Air which is brought in from the exterior to supply ventilation needs and make-up air needs should be conditioned to "dew point 55". In other words, this air should be cooled to at least 55 degrees Fahrenheit in order to dehumidify it. At dew point 55, the temperature of the air is 55 degrees Fahrenheit and its relative humidity is 100 percent. Once this air is warmed up to 75 degrees Fahrenheit, the temperature of typical air conditioned spaces, its relative humidity will be approximately 50 percent. This air now mixes with the air in the space diluting/reducing the conditioned space moisture levels/relative humidity. The rate of dilution or mixing is determined by meeting the 60 percent relative humidity limit within the conditioned space.
The dehumidification capabilities of air conditioning systems are typically used to remove moisture from the air within the conditioned space. Unfortunately, the latent cooling loads (the energy required to cool/remove the moisture in the air) are usually higher than sensible cooling loads in the humid south. This means that air conditioning systems should be sized for their latent loads, rather than their sensible loads. Sizing of equipment becomes critical. Undersizing of air conditioning equipment can lead to to obvious comfort and humidity problems. However, oversizing of air conditioning equipment can also lead to high interior humidity problems since oversized equipment will not operate as often, and therefore will dehumidify less than properly sized equipment.
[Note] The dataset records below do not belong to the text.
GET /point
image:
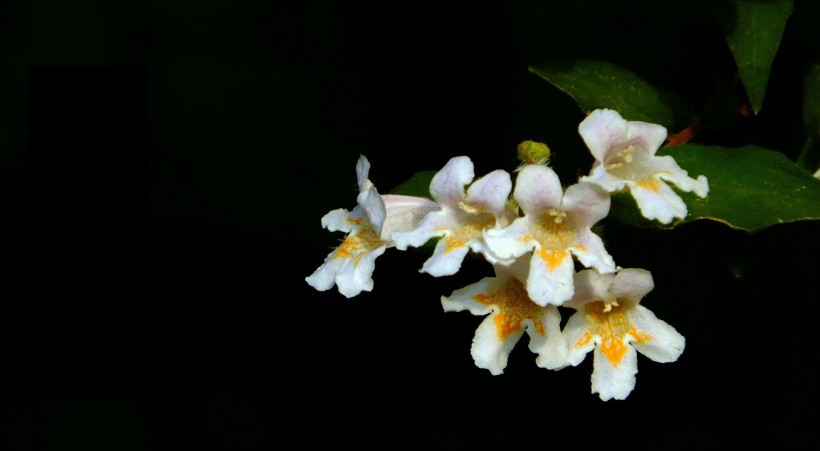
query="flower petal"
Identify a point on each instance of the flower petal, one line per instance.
(353, 277)
(646, 135)
(551, 277)
(587, 203)
(669, 170)
(590, 286)
(631, 283)
(464, 298)
(489, 349)
(341, 220)
(657, 200)
(614, 381)
(510, 242)
(446, 260)
(551, 347)
(578, 338)
(659, 341)
(591, 252)
(373, 205)
(434, 224)
(601, 130)
(491, 192)
(448, 184)
(604, 179)
(362, 171)
(404, 213)
(538, 188)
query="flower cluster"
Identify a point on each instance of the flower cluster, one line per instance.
(535, 235)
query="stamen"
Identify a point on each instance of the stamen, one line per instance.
(559, 215)
(609, 304)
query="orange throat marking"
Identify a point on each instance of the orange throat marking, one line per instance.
(357, 244)
(515, 306)
(613, 327)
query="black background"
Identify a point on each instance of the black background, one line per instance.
(178, 159)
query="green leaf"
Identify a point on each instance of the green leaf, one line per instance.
(598, 84)
(753, 32)
(750, 188)
(418, 185)
(809, 158)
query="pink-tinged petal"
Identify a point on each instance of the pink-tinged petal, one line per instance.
(658, 201)
(655, 338)
(447, 186)
(491, 192)
(362, 171)
(549, 345)
(490, 350)
(631, 283)
(404, 213)
(551, 277)
(373, 205)
(614, 381)
(591, 252)
(578, 338)
(510, 242)
(341, 220)
(587, 203)
(446, 260)
(538, 188)
(464, 298)
(604, 179)
(603, 130)
(646, 135)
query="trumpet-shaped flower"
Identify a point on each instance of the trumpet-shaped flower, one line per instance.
(610, 320)
(555, 227)
(369, 229)
(462, 217)
(624, 153)
(511, 313)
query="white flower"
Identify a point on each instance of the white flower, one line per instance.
(555, 226)
(610, 320)
(625, 158)
(369, 228)
(511, 313)
(462, 217)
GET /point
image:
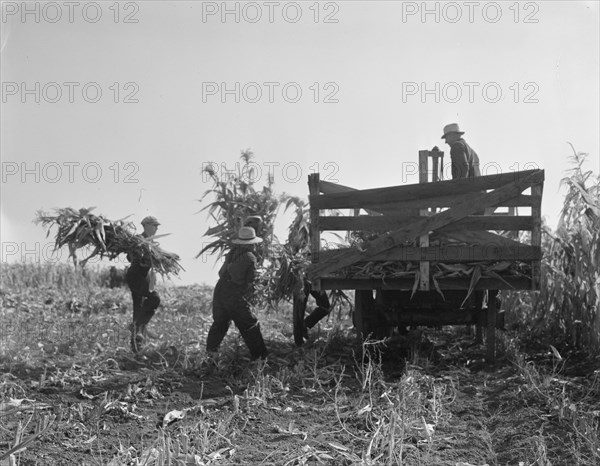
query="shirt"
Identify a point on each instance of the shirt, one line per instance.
(465, 161)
Concerns about energy conservation has lead to the development of energy efficient mechanical cooling systems. Unfortunately, this has also reduced the ability of many of these systems to dehumidify air. In many cases, the exterior air is not cooled sufficiently to remove sufficient quantities of moisture.
Air cooled to 55 degrees Fahrenheit is usually too cold to introduce into a space. In the past this cooled air was heated after it was cooled ("reheat") prior to use. Reheat results in a significant energy penalty, and is not allowed in many jurisdictions for this reason. To avoid reheat requirements, some systems do not cool air down to "dew point 55". Unfortunately, this can result in insufficient moisture removal and subsequent high interior moisture levels.
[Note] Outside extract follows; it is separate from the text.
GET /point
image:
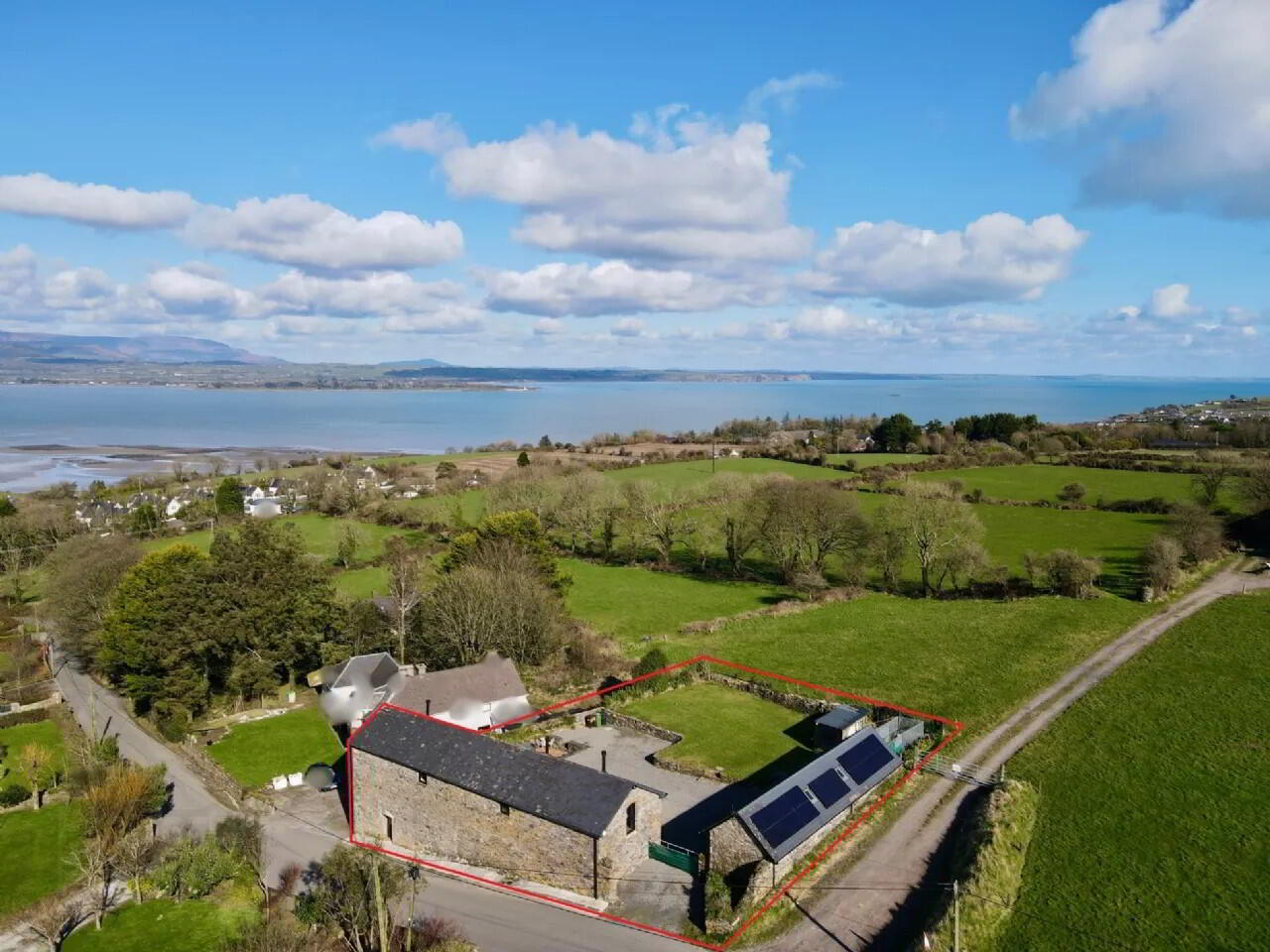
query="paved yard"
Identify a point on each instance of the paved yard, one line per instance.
(693, 803)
Two approaches have been successfully used to address the issue of reheat. One is a new technology: heat pipe heat recovery. The other dates back to the 1930's and has been recently "rediscovered": run-around coils. Both of these approaches use heat removed during the mechanical cooling process to "reheat" the cooled air once it has shed its moisture thereby reducing the energy penalty of standard reheat.
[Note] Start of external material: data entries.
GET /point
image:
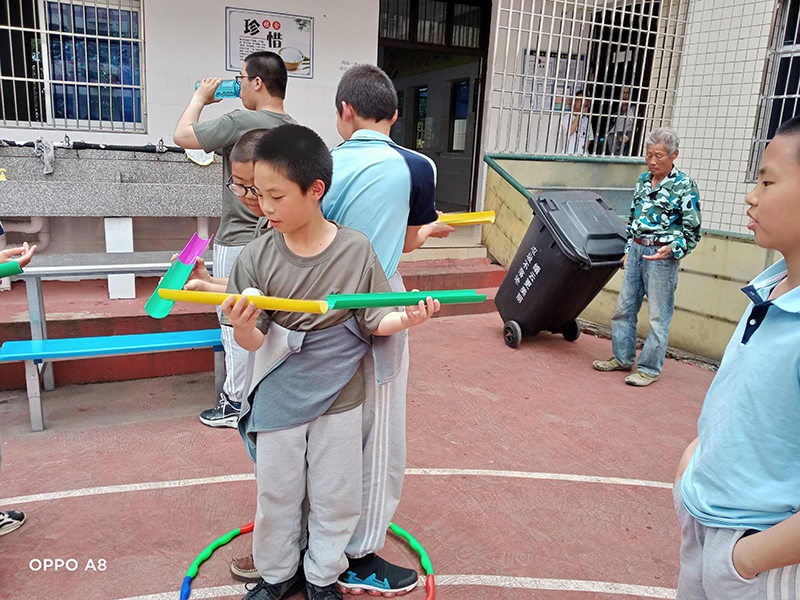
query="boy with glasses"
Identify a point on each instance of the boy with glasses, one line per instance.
(263, 79)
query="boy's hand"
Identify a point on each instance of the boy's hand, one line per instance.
(242, 314)
(414, 315)
(205, 91)
(25, 252)
(198, 277)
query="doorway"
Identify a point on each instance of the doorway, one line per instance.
(435, 53)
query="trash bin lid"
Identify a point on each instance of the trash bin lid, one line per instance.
(584, 226)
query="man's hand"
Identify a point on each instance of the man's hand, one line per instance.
(205, 91)
(663, 252)
(25, 252)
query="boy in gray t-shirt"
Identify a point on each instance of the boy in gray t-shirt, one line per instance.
(301, 420)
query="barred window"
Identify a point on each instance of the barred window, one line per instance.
(781, 86)
(72, 64)
(584, 76)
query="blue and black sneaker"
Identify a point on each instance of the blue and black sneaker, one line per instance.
(377, 577)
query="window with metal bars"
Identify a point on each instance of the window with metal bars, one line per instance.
(71, 64)
(780, 95)
(622, 55)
Interior Surface Related Problems Due to Overcooling of Surfaces
When surfaces become too cold, surface relative humidities rise above 70 percent. When they rise to 100 percent, condensation occurs. If air conditioned air is supplied at too low a temperature, the diffusers can be extremely cold leading to condensation ("sweating"). Where diffusers are located poorly or adjusted incorrectly, cold air may be "blown" against surfaces creating cold spots and localized areas of high relative humidity and mold growth.
Supply ducts enclosed in interior walls and dropped ceilings often are not sealed and leak supply air. This supply air is typically under substantial positive air pressure and the resulting "jet" of air can "blow" against a surface leading to localized cooling. The cooling happens from the building cavity side, whereas the mold growth usually appears on the room side.
In cooling climates, condensing surfaces of exterior walls are typically the interior gypsum board. If interior spaces are "overcooled", the interior surfaces fall below the dew point temperature of the exterior air and condensation occurs. Figure 1 illustrates the case of a wall experiencing condensation as a result of overcooling. By raising the interior conditioned space temperature, the temperature of the first condensing surface is raised. Consequently, as the graph in Figure 1 shows, the potential for condensation is eliminated in this climate.
Figure 1: Potential for condensation in a masonry wall cavity in Tampa, Florida—By raising the temperature of the interior conditioned space from 70°F, the temperature of the first condensing surface (the outside surface of the gypsum board is raised above the mean daily ambient dew point temperature so that no condensation will occur.
Figure 2 illustrates the case of a wall experiencing condensation as a result of diffusion in a particularly severe cooling climate (Miami, Florida). By using impermeable rigid insulation (approximately R-7) on the interior of the masonry wall, the temperature of the first condensing surface is raised. As shown in the graph in Figure 2, condensation potential is eliminated since the temperature on the exterior face of the rigid insulation (the first condensing surface) is above the ambient range throughout the year.
Figure 2: Potential for condensation in a masonry wall cavity in Miami, Florida—Placing rigid insulation on the interior of the masony wall raises the temperature of the first condensing surface above the mean daily ambient dew point temperature so that no condensation will occur. The outside surface of the rigid insulation becomes the first condensing surface in this assembly.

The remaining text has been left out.